Iberia airline pilots are planning to strike every Friday and Monday from the 9th of April, in protest at the creation of Iberia Express low-cost affiliation, which began operating on the 25th of March.
This series of 30 strike actions was set up to avoid damaging Semana Santa air traffic but will certainly disrupt the May-Day bank holiday and the first part of summer.
Sepla, which is the union that represents pilots from Iberia, believes that this low-cost company is a back-door move to transfer 30% of flights to this sub-company, thus contravening present labour accords between Iberia and Sepla. The union believes that around 6,000 jobs could be lost because of it.

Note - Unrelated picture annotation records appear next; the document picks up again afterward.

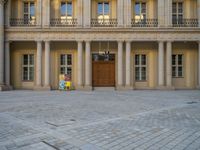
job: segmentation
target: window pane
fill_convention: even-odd
[[[28,55],[23,56],[23,65],[28,65]]]
[[[142,80],[146,80],[146,67],[142,67]]]
[[[65,2],[61,3],[60,14],[61,16],[66,16],[67,6]]]
[[[142,65],[146,65],[146,55],[142,55]]]
[[[72,65],[72,55],[67,55],[67,65]]]
[[[146,3],[142,3],[142,10],[141,10],[141,12],[142,12],[143,14],[146,13]]]
[[[172,65],[176,65],[176,55],[172,55]]]
[[[28,67],[23,67],[23,80],[28,80]]]
[[[172,3],[172,13],[176,13],[176,3]]]
[[[178,13],[183,13],[183,3],[178,3]]]
[[[35,16],[35,4],[30,3],[30,16],[33,17]]]
[[[65,55],[60,55],[60,65],[65,65],[66,64],[66,62],[65,62]]]
[[[72,16],[72,3],[67,3],[67,16]]]
[[[104,15],[109,15],[109,3],[104,3]]]
[[[65,67],[60,68],[60,74],[65,74]]]
[[[98,15],[102,15],[102,14],[103,14],[103,4],[98,3]]]
[[[140,15],[140,3],[135,3],[135,15]]]
[[[29,64],[34,65],[34,55],[29,55]]]
[[[178,65],[182,65],[182,55],[178,55]]]
[[[172,77],[176,77],[176,67],[172,67]]]
[[[135,80],[140,80],[140,68],[136,67],[135,68]]]
[[[33,81],[34,80],[34,67],[29,68],[29,80]]]
[[[24,13],[28,13],[28,3],[24,3]]]
[[[139,65],[140,64],[140,57],[139,55],[135,55],[135,65]]]
[[[67,67],[67,74],[71,76],[71,74],[72,74],[72,68],[71,67]]]
[[[178,76],[179,77],[183,76],[183,68],[182,67],[178,67]]]

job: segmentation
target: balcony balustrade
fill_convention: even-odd
[[[36,19],[11,18],[10,26],[16,26],[16,27],[36,26]]]
[[[132,19],[132,27],[157,27],[158,19]]]
[[[198,27],[198,19],[172,19],[173,27]]]
[[[54,18],[50,21],[50,26],[52,27],[76,27],[77,25],[77,19]]]
[[[117,19],[91,19],[91,27],[117,27]]]

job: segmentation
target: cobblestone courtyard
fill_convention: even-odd
[[[200,91],[0,93],[0,150],[200,150]]]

This will not be the first strike action over this dispute, as Sepla have called a dozen one-day hits since December, causing a 36m-euro loss to the company. Sepla heavily criticizes the airline for compromising – Sepla put an offer on the table that would have meant that the pilots for the new subsidiary, low-cost company, would take its pilots from the Iberia pool, but this was rejected by the company. In fact, all the 500 workers that have been hired by Iberia Express came from external sources, precisely because it would leave the company unshackled from the parent company’s labour convent.
Iberia, on the other hand, condemns the strike action as ‘irresponsible and intransigent. ‘Iberia bosses consider that the creation of a low-cost subsidiary airline is a decision that only concerns the company. Furthermore, the company considers that this move was crucial to its being able to compete on short and medium-range routes.’